2.   Psikoterapi Humanistik
Pendekatan Humanistik dimunculkan oleh Carlr Rogers yang menawarkan konsep terapi berpusat pada klien dan berpusat pribadi. Tujuan dari pendekatan Humanistik dalam psikologi klinis yaitu untuk mendukung perkembangan aktualisasi diri pada diri klien dengan membangun hubungan terapeutik tanpa persyaratan yang bernilai dan lebih memotivasi kongruensi. Hal ini mengacu pada perkembangan manusia yang pada dasarnya tumbuh dan sehat secara positif dan bawaan.

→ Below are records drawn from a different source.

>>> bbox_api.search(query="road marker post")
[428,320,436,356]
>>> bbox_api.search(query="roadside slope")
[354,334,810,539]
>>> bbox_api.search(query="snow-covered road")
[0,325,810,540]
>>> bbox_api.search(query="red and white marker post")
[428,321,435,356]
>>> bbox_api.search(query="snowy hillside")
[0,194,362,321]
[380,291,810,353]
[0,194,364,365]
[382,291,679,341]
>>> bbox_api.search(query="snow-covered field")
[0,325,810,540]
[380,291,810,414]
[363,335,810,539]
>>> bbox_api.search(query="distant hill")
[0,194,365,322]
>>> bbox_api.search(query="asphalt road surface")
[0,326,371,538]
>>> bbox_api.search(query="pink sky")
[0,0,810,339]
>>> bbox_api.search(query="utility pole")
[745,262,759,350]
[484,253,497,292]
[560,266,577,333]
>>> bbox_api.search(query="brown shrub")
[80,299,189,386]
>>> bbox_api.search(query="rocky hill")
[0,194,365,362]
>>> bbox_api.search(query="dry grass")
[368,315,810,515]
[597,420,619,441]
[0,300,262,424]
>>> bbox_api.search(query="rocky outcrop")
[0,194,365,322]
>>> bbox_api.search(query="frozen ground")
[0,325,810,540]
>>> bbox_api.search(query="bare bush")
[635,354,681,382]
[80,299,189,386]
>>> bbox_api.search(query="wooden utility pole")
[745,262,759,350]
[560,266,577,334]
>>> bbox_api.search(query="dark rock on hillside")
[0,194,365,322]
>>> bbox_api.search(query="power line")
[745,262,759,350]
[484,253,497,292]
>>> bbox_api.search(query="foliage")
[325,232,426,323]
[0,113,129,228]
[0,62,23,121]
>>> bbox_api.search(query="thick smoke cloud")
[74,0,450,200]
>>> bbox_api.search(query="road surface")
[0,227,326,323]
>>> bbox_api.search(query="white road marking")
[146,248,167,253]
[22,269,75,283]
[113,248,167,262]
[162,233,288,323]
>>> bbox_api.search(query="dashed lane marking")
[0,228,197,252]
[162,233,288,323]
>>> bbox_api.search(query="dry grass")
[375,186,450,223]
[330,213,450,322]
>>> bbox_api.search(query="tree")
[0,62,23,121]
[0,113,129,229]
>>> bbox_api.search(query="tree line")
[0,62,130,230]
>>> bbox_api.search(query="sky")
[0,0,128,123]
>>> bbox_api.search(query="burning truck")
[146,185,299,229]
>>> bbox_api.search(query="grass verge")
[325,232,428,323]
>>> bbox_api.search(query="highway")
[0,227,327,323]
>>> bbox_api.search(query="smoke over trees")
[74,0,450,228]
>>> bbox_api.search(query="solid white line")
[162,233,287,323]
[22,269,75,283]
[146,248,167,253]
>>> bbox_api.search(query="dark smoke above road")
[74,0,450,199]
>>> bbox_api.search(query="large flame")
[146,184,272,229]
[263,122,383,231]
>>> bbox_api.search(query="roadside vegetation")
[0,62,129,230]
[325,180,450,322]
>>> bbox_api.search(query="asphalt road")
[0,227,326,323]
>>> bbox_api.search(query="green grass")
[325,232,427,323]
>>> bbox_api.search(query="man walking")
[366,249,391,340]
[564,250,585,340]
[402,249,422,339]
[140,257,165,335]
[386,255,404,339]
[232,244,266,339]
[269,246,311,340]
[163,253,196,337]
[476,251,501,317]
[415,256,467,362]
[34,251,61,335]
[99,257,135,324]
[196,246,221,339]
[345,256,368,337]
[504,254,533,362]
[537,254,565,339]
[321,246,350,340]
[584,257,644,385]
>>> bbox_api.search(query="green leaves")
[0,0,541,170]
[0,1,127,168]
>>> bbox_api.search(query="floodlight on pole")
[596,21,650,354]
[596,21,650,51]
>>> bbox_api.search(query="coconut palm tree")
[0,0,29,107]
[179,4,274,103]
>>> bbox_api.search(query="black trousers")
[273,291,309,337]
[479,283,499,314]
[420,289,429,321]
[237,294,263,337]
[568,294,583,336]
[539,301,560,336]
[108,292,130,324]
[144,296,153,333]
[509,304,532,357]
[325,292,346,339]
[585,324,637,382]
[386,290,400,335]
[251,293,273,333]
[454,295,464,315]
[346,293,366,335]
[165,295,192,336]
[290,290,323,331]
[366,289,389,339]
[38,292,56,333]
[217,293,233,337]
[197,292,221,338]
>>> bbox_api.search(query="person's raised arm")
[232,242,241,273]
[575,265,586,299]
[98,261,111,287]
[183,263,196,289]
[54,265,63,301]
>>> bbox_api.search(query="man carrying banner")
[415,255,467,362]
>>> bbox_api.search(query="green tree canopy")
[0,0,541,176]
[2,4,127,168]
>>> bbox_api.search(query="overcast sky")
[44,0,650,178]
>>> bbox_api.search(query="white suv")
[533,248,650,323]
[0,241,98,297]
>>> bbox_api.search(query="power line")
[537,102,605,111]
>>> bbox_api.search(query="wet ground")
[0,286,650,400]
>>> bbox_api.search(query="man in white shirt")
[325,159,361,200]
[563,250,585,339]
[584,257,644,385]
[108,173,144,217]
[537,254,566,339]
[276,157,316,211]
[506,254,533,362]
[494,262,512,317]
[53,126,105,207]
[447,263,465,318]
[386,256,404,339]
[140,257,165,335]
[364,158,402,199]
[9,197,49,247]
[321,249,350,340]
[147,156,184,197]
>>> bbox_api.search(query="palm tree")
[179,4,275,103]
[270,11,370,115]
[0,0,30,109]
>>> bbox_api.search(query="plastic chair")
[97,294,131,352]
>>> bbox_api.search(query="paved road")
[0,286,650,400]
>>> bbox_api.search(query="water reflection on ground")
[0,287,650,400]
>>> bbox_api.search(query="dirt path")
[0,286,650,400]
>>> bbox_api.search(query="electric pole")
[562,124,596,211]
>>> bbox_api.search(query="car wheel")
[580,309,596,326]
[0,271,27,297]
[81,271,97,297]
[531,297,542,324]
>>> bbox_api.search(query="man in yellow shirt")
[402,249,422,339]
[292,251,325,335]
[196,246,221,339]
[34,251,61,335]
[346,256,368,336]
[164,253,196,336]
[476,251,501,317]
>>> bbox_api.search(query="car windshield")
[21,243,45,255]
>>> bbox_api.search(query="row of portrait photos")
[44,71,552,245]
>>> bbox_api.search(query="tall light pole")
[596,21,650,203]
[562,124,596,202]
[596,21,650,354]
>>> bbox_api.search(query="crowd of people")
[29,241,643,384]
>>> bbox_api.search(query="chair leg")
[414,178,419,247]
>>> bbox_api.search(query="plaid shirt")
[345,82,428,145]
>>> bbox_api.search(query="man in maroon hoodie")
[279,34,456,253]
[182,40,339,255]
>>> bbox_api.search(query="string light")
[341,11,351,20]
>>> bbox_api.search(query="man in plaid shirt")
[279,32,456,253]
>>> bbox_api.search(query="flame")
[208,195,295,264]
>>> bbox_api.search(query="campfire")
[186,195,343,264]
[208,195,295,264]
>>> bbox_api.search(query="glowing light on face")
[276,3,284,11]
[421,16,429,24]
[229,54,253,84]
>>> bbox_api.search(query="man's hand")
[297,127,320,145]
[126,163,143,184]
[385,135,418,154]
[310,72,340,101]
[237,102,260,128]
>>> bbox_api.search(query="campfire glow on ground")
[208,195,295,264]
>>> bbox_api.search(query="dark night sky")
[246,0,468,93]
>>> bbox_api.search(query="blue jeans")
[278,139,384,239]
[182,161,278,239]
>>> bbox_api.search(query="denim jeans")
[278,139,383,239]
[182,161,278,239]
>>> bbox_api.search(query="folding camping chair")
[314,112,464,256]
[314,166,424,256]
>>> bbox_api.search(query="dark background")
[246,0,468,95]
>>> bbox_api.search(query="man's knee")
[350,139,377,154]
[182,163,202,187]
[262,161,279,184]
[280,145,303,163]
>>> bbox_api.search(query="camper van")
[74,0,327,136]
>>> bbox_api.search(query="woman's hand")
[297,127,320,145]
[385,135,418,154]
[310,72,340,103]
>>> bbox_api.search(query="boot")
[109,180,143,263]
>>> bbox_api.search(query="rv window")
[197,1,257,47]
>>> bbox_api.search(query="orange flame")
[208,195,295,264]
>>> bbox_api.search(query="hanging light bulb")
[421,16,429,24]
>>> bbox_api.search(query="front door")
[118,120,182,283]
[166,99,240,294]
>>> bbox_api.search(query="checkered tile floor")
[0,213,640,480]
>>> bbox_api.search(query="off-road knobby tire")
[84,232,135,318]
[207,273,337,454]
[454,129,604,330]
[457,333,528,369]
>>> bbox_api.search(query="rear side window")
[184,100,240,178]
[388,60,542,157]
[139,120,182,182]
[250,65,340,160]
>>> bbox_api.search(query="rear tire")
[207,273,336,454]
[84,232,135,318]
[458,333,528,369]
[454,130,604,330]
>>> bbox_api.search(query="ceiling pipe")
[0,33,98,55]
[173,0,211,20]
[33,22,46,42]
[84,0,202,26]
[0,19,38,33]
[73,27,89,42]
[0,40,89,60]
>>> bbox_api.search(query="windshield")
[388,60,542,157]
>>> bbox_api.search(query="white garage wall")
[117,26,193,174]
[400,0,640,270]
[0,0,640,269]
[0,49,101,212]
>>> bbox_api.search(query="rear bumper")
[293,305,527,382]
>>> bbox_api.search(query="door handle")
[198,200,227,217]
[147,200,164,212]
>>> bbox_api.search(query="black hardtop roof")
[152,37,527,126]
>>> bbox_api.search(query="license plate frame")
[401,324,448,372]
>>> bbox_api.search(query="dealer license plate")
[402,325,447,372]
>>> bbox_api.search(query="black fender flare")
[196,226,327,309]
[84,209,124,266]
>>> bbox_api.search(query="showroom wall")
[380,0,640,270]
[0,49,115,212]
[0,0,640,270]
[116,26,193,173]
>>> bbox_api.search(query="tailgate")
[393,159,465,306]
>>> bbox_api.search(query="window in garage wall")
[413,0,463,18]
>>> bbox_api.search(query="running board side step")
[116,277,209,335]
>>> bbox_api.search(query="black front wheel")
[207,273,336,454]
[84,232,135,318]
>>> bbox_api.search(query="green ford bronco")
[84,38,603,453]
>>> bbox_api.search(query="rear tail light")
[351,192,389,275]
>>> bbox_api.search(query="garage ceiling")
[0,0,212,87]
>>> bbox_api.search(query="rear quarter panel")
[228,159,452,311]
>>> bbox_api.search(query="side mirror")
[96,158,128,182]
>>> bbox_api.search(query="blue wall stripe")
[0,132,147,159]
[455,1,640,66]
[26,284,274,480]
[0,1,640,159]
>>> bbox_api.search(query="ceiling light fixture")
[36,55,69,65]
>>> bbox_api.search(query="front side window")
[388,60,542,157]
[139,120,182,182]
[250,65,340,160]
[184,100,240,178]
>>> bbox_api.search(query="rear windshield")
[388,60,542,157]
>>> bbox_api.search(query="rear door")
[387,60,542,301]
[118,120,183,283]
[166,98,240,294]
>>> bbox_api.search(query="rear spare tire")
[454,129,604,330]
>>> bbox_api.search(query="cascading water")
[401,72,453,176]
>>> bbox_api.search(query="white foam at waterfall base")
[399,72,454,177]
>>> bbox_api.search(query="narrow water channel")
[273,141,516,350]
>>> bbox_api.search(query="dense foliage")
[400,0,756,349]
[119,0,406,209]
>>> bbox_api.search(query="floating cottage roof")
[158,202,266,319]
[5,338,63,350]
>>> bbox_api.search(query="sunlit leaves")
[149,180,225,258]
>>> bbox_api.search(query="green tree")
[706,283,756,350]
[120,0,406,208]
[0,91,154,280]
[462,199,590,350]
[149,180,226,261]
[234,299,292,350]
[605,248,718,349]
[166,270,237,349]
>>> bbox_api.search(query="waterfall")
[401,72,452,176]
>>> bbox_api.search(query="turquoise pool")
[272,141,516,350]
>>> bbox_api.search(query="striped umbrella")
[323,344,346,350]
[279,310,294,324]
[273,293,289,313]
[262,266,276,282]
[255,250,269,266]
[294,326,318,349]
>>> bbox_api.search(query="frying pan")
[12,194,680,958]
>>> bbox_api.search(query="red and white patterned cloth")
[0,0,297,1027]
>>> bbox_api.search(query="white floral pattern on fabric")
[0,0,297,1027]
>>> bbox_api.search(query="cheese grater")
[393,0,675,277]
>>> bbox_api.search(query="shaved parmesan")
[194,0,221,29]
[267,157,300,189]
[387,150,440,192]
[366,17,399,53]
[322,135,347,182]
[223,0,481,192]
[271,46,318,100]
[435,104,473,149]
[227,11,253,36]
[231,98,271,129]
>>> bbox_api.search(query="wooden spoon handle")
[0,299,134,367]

3.   Psikoterapi Behavioral
Psikoterapi Behavior merupakan aplikasai klinis prinsip-prinsip perilaku yang memiliki akar teoritis dan eksperimental. Tokoh pertamanya yaitu Ivan Pavlov berasal dari Rusia, dengan teorinya yaitu pengkondisian klasik. Langkah selanjutnya bergerak menuju Amerika dengan dipelopori oleh JB. Watson. Watson mengembangkan teori Pavlov, yang saat ini dikenal dengan teori stimulus-respon. Setelan Pavlov dan Watson mengembangkan teorinya, berjalan menuju teori yang kedua yaitu pengondisian Instrumental dengan tokoh utamanya yaitu Edward Lee Thorndike dan B.F Skinner. Teori Instrumental lebih menekankan pada hukum efek yang mempengaruhi perilaku.
Tujuan terapi behavior adalah penekanannya dalam empirisme. Teori-teori yang menangani masalah perilaku tentu melibatkan hipotesis, pengumpulan data yang dapat diuji kebenarannya. Terapis harus mengumpulkan data empiris tentang klien, sehingga dengan metode ilmiah, maka teori behavior menepati sebagai disiplin ilmu dalam bidang kajian psikologi.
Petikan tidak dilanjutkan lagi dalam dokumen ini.